Node should not be Enumerable; and should have a better attributes API

  • #679 Mixing in Enumerable has some unintended consequences; plus we want to improve the attributes API

  • Some ideas for a better attributes API?

  • (closed) #666
  • #765

improve CSS query parsing

  • #528 support :not() with a nontrivial argument, like :not(div p.c)

  • #451 chained :not pseudoselectors

  • better jQuery selector and CSS pseudo-selector support:

  • #621
  • #342
  • #628
  • #652
  • #688

  • #394 nth-of-type is wrong, and possibly other selectors as well

  • #309 incorrect query being executed

  • #350 :has is wrong?

DocumentFragment

  • there are a few tickets about searches not working properly if you use or do not use the context node as part of the search.
  • #213
  • #370
  • #454
  • #572 could we fix this by making DocumentFragment be a subclass of NodeSet?

Better Syntax for custom XPath function handler

Better Syntax around Node#xpath and NodeSet#xpath

  • look at those methods, and use of Node#extract_params in Node#{css,search}
  • we should standardize on a hash of options for these and other calls
  • what should NodeSet#xpath return?
  • #656

Encoding

We have a lot of issues open around encoding. How bad are things? Somebody who knows encoding well should head this up.

Reader

It's fundamentally broken, in that we can't stop people from crashing their application if they want to use object reference unsafely.

Class methods that require Document

There are a few methods, like Nokogiri::XML::Comment.new that require a Document object.

We should probably make Document instance methods to wrap this, since it's a non-obvious expectation and thus fails as a convention.

So, instead, let's make alternative methods like Nokogiri::XML::Document#new_comment, and recommend those as the proper convention.
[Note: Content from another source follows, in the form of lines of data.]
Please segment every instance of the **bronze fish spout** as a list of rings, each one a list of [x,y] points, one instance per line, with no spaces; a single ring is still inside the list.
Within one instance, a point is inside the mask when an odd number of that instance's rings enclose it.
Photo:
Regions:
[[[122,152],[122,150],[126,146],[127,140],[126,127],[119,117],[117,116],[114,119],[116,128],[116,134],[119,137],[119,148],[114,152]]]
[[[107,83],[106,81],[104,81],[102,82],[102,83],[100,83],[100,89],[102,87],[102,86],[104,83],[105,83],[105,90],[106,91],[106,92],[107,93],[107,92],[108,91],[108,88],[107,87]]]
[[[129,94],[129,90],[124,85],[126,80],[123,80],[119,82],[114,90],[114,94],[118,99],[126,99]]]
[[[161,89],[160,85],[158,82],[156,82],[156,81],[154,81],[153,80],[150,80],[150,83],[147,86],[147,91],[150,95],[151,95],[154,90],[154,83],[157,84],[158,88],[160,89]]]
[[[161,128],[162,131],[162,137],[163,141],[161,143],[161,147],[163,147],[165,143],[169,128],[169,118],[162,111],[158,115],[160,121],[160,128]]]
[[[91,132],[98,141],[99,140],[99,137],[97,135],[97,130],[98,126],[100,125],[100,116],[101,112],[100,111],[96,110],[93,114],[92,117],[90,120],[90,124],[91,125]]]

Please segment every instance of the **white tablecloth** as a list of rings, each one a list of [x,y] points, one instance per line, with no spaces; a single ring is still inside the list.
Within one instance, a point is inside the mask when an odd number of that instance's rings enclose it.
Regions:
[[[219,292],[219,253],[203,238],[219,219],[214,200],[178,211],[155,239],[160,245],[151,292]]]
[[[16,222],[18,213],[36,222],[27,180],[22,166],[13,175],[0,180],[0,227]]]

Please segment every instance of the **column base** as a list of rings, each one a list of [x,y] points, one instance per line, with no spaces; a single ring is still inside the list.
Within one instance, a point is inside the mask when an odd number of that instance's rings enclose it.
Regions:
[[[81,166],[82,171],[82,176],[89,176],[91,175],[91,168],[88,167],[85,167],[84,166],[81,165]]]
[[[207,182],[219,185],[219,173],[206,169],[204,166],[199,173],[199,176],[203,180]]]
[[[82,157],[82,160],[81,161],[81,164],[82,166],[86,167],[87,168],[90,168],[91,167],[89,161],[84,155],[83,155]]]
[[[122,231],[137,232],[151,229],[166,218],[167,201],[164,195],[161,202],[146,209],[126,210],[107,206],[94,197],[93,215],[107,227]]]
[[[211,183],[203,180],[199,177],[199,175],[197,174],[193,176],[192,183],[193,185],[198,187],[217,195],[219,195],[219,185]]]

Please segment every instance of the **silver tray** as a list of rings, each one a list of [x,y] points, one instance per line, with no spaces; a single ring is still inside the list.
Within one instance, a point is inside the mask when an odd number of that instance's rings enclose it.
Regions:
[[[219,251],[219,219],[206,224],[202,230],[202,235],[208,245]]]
collect_namespaces is just broken

collect_namespaces is returning a hash, which means it can't return namespaces with the same prefix. See this issue for background:

#885

Do we care? This seems like a useless method, but then again I hate XML, so what do I know?

Overhaul ParseOptions

Currently we mirror libxml2's parse options, and then retrofit those options on top of Xerces-J for JRuby.

  • I'd like to identify which options work across both parsers,
  • And overhaul the parse methods so that these options are easier to use.

By "easier to use" I mean:

  • it's unwieldy to create a block to set/unset parse options
  • it's unwieldy to create a constant like MY_PARSE_OPTIONS = Nokogiri::XML::ParseOptions::STRICT | Nokogiri::XML::ParseOptions::RECOVER ...
  • some options are named dangerously poorly, like NOENT which does the opposite of what it says
  • semantically some options should be set/unset together, specifically "this is a trusted document" or "this is an untrusted document" should flip the senses of NONET and NOENT and DTDLOAD together.
  • we need the ability to invent new parse options, like the one suggested in #1582 that would allow local entities but not external entities.